I know why Treme starts when it does. That’s where the drama is; that’s where the story is. But God, it hurts to watch.

A few days after Katrina, when it seemed like nothing would ever be right again, I flipped my wall calendar to the last page, as far forward in time as I could go. On Dec. 31, I scrawled, “Will it be better by now?” Months later, when I flipped the page from November to December and saw my desperate scribble on that last square, I cringed at my naïveté. No, it wasn’t better; it wasn’t going to be better for a long time. It might never be better. And right then, right at that turn of the calendar page from November to December, is when Treme is set.

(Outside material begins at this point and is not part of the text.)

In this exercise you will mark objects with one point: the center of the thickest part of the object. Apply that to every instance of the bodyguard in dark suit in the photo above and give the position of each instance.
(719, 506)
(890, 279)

I know how far we’ve come. We’re not fighting to justify our existence anymore; we’re just existing. We’re not wondering if the Saints will come back; we’re celebrating their Super Bowl victory. It’s dramatic irony –– of the happiest sort. What we know –– and what the characters don’t –– is that it’s 2010, and New Orleans is still here. That we had Carnival that year, and it was the best Carnival ever. That Brocato’s is open. That homes have hot water and power and walls. That days go by when we don’t think of Katrina. That everything we were fighting for back then was worth it, that we made a difference, that we were right not to give up.

But no matter how far we think we’ve come, how together we seem, there’s still a part of us that’s back in late 2005, moldy and shaken and shocked and lost. And when I watched Treme, all I could think was, “Oh, please, don’t make me go back there.”

Painful moments make up who we are, as individuals and as a city. The role that Katrina played in our history cannot be denied any more than the role my brother’s death played in my childhood. But has reliving it been as painful and visceral for anyone else? Does it feel therapeutic or more like needless dwelling on the past? I know the show is good for the city. But is it good for us?